A Pearson correlation of -0.41 was obtained between the level of lipid oxidation and polyphenols in colostrum with significance (). This means that the higher the levels of polyphenols, the lower the MDA levels. The value of the Pearson coefficient, -0.41, indicates that at a 98% significance level, polyphenols contribute about 40% to the prevention of oxidation of lipids in colostrum. It is likely that other factors, such as activity of antioxidant enzymes and genetic factors, also are involved and influence the process. We analyzed the results according to the ethnicities. No differences were found between the ethnicities. In the preeclampsia group, 11 had CS compared with 5 in the control group. When we analyzed the results within the groups with/without CS, we found that in the control group, a higher level (13%) of MDA was measured in the CS delivery compared with vaginal birth, and a higher level of polyphenols in the vaginal birth compared with CS. No difference was found in the preeclampsia group between those with and without CS. These results support our thesis even more although statistical significance was not reached. Only minority of women had epidural anesthesia: one in the control group and 3 in the preeclampsia group. This did not affect the results.

4. Conclusions

This work has interesting and important conclusions. The colostrum of women with preeclampsia was found to be richer in polyphenols than that colostrum of healthy women. Levels of lipid oxidation were found to be lower in the preeclampsia group. High levels of colostrum polyphenols appear to affect the decrease in lipid oxidation. All differences are statistically significant. The main conclusion is that the woman’s body apparently has a compensation mechanism that protects the newborn from the stress processes the mother experiences.
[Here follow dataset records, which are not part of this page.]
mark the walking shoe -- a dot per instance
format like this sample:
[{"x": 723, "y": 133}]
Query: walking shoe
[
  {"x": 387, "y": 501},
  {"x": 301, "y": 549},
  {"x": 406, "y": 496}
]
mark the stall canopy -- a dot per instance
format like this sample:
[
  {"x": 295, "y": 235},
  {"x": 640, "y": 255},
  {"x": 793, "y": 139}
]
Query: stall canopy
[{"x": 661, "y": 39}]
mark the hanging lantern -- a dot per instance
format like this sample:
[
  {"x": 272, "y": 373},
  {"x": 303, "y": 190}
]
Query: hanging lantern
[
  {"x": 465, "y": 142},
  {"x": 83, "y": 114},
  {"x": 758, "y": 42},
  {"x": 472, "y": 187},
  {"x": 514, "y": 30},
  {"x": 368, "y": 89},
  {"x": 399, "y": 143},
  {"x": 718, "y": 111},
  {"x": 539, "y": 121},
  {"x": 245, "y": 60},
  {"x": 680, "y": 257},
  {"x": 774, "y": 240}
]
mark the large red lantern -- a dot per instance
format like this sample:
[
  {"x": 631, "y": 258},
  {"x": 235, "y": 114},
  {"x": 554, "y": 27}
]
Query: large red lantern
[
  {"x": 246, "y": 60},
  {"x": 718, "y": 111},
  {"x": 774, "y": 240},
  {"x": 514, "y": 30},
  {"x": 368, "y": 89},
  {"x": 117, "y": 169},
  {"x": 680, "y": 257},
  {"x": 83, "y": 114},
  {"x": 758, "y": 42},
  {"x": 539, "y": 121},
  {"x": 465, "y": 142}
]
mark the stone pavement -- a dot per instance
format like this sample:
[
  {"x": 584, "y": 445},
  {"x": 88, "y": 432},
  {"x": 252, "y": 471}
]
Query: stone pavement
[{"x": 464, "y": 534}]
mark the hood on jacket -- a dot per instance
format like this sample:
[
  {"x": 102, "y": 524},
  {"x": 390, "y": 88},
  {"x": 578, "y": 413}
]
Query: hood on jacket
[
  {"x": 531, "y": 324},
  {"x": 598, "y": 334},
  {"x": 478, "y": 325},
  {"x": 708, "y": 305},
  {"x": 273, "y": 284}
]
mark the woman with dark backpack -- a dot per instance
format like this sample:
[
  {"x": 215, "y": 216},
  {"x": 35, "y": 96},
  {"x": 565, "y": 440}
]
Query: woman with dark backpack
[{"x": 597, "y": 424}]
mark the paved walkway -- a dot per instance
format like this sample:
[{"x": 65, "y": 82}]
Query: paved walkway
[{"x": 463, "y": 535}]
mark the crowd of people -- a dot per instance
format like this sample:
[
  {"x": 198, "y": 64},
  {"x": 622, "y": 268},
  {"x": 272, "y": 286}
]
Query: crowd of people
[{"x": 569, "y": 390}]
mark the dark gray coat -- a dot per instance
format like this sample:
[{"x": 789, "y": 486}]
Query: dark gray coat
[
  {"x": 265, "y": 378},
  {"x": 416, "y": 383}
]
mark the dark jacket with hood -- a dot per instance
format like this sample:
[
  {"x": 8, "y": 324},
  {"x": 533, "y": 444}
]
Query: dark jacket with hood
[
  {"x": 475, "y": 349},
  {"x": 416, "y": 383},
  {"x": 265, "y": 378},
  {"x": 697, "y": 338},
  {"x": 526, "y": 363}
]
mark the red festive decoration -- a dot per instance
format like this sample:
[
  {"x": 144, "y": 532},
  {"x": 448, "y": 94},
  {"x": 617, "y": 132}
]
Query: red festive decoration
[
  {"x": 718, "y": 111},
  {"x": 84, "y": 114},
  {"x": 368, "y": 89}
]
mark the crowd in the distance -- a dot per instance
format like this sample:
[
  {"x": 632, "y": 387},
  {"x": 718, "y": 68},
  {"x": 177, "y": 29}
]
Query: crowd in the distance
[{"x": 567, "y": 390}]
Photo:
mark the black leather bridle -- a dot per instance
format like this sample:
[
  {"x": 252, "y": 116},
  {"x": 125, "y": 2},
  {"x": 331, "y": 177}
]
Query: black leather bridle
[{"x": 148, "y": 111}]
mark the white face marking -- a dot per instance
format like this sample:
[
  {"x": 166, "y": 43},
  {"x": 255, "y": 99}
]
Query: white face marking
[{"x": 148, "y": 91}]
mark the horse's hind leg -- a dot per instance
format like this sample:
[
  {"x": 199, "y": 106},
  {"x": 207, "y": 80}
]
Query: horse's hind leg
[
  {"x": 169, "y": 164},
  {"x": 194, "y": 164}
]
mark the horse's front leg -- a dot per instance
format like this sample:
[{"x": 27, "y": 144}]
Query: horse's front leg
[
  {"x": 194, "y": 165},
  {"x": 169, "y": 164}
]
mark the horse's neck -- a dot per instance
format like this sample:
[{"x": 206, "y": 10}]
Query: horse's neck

These results are consistent with studies showing an increase in the levels of components in breast milk that are supposed to provide protection for the baby in the group of women with preeclampsia [13, 14]. It was shown that milk LCPUFAs and neurotrophins are altered in preeclampsia. LCPUFA could plausibly influence the growth especially in children born to mothers with preeclampsia (18). Preeclampsia may affect milk cytokine balance and offer an immunological signal for the host defense in high-risk neonates [14].

Our recommendation following this study is to encourage women who have experienced preeclampsia to breastfeed their children in the first days of life. We believe this is very important in protecting their newborn.

Our study has potential limitations mainly due to its sample size. In addition, there are more methods to measure polyphenols. We think that similar results to those of other/different methods could support our study results.

Data Availability

The data used to support the findings of this study are available from the corresponding author upon request.

Conflicts of Interest

The authors declare that they have no conflicts of interest.